Podnoszenie motocykla pod kolektor wydechowy

Układ wydechowy może być także wykorzystany do podparcia przedniej części motocykla, chociaż jest to mocno dyskusyjne. Wiele osób neguje tę metodę, a druga grupa osób ją z powodzeniem stosuje. Ważne, by zrobić to z głową i z użyciem odpowiedniego dystansu pozwalającego rozłożyć ciężar na cały kolektor, a nie tylko jedną rurę. Metody tej zdecydowanie nie polecam osobom bez doświadczenia i nie posiadającym wspominanych wcześniej kotw do przypięcia tyłu motocykla pasami. Złe podparcie (za dużo ciężaru na układzie wydechowym) może spowodować uszkodzenie kolektorów, a nawet wywrócenie motocykla.
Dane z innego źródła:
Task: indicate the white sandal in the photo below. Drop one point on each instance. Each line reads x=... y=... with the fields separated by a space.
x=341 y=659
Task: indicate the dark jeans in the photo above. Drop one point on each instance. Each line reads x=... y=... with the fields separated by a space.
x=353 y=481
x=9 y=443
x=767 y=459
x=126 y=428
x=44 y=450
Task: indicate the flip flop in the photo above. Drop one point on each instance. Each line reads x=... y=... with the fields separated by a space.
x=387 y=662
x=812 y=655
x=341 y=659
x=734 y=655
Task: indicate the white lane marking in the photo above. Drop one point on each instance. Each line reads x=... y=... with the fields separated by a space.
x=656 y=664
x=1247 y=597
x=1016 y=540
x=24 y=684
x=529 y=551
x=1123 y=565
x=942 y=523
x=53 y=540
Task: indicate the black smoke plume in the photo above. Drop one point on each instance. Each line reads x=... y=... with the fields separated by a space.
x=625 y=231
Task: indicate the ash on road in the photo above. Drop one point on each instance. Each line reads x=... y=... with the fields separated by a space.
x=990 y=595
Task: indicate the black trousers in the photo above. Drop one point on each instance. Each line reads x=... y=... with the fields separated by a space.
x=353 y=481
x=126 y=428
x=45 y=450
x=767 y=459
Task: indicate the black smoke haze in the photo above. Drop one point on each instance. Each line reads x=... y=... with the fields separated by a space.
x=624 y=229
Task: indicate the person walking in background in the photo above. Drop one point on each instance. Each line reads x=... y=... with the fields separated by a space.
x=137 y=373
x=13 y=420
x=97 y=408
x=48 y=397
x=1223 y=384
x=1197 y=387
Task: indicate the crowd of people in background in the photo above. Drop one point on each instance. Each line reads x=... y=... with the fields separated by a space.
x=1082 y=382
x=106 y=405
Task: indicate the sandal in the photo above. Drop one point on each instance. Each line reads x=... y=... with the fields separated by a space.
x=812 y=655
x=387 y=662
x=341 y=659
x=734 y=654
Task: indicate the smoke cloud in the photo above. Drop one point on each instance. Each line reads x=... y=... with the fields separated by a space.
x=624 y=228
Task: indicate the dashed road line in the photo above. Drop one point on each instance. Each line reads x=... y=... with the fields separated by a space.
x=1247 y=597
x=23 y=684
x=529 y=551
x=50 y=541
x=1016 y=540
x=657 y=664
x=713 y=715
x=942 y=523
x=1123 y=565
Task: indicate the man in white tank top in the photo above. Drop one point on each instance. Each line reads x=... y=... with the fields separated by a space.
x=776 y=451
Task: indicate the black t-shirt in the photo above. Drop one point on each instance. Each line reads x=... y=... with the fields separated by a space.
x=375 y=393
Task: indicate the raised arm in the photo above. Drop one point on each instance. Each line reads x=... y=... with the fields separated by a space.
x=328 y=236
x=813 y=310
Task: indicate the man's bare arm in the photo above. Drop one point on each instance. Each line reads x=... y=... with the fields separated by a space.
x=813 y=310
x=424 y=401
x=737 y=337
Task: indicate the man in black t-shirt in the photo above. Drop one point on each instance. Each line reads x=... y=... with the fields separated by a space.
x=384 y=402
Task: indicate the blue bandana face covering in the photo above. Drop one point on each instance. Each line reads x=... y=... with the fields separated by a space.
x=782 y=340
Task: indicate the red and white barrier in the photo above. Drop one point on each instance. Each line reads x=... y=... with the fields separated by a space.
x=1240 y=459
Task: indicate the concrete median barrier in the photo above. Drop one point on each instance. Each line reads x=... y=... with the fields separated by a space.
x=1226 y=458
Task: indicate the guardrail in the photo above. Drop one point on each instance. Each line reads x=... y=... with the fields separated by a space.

Piszę o tej metodzie jednak dlatego, że jest ona stosowana.

Podparcie motocykla – podnośnik pod silnik

Zdecydowanie lepszym pomysłem (chociaż nie zawsze wykonalnym) jest podparcie motocykla pod silnikiem. W przypadku ciężkich cruiserów bardzo dobrze sprawdza się niewielki podnośnik nożycowy, który powala na pewne uniesienie zarówno przodu, jak i tyłu za blok jednostki napędowej, albo szeroko rozstawione belki ramy.

Różne sposoby podniesienia motocykla w garażu – oby bezpiecznie

W dużym skrócie można powiedzieć, że każda metoda podnoszenia motocykla jest dobra, aby bezpiecznie.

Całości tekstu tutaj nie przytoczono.